Quand la rivière monte

Quand rivière monte

Après l’orage (Jean Cremers – Editions Le Lombard)

Hélène est une quadragénaire cabossée par la vie. Un soir, alors qu’elle passe en coup de vent chez ses vieux parents pour manger avec eux, elle se retrouve bloquée par la montée rapide des eaux. Prisonnière de cette maison pleine de souvenirs, Hélène a alors l’occasion de réfléchir à tout ce qui l’étouffe depuis de trop nombreuses années, en particulier son compagnon Daniel, avec lequel elle entretient une relation particulièrement toxique. La preuve, c’est que lorsqu’elle se rend compte qu’elle ne va pas pouvoir reprendre sa voiture pour rentrer parce que la police lui interdit de reprendre la route, elle panique, de peur de la réaction de Daniel… Celui-ci ne tarde d’ailleurs pas à lui envoyer des dizaines de messages pour lui demander ce qu’elle fabrique. En attendant, l’eau continue à monter. Inexorablement. Au début, Hélène et son père tentent encore de sauver ce qui peut l’être mais progressivement, ils doivent se rendre à l’évidence: la seule solution pour s’en sortir est de monter de plus en plus haut dans la maison. Pour Hélène, cet épisode inattendu est l’occasion de se rapprocher de ses parents, qui forment un couple soudé et extrêmement touchant. Son père s’occupe très bien de sa femme, qui est atteinte de la maladie d’Alzheimer. Elle perd la tête parfois mais se montre très lucide par moments, surtout avec sa fille. Hélène fait aussi connaissance avec le voisin de ses parents, qui est lui aussi coincé dans sa maison et avec lequel elle parle par la fenêtre. Il va l’aider à ouvrir les yeux sur un certain nombre de choses qui ne vont pas dans sa vie. Et si elle profitait de ces inondations pour oser briser ses chaînes?

Quand rivière monte

On se souvient tous évidemment des terribles inondations qui ont touché la Wallonie en juillet 2021, particulièrement dans la région liégeoise, lorsque la Vesdre, l’Ourthe et la Meuse sont sorties de leur lit. Le jeune auteur de bande dessinée belge Jean Cremers, qui s’est fait remarquer ces dernières années avec ses romans graphiques « Vague de froid » et « Le grand large », a vécu ces inondations de très près. A l’époque, il s’est en effet retrouvé piégé pendant trois jours avec ses grands-parents dans leur maison, tandis que l’eau ne cessait de monter. En trois heures, il y a eu 1 mètre d’eau dans la maison, puis 1 mètre 80… C’est ce qui fait de « Après l’orage » une BD avec beaucoup d’éléments personnels, dans laquelle Jean Cremers a notamment représenté la rue et la maison de ses grands-parents. Mais ce n’est pas une histoire autobiographique.

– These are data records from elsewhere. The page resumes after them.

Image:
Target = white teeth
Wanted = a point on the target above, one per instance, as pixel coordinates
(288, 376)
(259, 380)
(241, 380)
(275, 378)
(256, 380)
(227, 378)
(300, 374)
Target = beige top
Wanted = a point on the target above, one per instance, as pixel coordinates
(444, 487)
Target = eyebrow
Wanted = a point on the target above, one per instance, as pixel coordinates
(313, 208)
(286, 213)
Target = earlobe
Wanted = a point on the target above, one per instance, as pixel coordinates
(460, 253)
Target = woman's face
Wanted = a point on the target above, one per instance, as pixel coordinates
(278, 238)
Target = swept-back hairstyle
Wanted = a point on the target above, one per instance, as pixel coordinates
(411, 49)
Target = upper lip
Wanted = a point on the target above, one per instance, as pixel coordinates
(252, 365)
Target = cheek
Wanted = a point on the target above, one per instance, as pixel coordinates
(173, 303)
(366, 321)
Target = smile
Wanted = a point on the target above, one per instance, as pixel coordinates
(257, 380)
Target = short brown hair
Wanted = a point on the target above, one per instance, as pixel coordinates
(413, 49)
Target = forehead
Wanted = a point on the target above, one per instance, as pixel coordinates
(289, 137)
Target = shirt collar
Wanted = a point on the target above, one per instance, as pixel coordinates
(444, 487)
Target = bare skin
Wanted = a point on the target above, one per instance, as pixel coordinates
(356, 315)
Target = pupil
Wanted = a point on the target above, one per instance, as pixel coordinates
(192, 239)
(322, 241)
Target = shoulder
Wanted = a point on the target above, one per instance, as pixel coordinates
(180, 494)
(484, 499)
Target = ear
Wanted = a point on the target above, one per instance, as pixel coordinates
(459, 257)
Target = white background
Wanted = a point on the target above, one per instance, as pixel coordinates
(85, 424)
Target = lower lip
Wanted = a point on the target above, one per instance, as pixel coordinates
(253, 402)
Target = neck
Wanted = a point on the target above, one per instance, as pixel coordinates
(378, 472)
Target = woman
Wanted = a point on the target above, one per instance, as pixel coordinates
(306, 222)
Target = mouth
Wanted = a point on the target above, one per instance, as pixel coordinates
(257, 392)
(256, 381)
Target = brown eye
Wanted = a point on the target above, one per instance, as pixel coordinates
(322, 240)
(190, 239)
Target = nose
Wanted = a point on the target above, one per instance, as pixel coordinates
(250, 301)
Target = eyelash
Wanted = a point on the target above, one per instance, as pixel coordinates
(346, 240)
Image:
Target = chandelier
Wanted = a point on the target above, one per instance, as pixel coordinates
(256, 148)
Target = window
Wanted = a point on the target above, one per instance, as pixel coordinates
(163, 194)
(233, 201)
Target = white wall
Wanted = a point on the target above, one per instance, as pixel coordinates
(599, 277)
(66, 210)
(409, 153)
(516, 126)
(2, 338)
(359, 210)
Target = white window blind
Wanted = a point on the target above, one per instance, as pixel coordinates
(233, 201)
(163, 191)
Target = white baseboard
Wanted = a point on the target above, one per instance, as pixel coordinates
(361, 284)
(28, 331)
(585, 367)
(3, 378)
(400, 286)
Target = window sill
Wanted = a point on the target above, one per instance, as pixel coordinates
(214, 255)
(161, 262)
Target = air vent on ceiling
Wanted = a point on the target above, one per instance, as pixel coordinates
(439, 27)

C’est bel et bien une fiction, très réussie et très humaine, dans laquelle l’auteur s’appuie sur le huis clos créé par les inondations pour aborder toute une série de thèmes essentiels: le couple, la maladie, la violence conjugale, les choix qu’on fait (ou qu’on ne fait pas). Tout cela est traité avec beaucoup de nuances et de délicatesse, même si certaines pages de la BD sont très dures. Au niveau du graphisme, Jean Cremers garde son style simple et dépouillé, dans lequel il soigne surtout les attitudes et les expressions de ses personnages, notamment ce moment très fort où Hélène observe son corps meurtri dans le miroir. Les couleurs, les ambiances, les cadrages achèvent de faire de ce roman graphique un livre puissant et touchant, à lire absolument.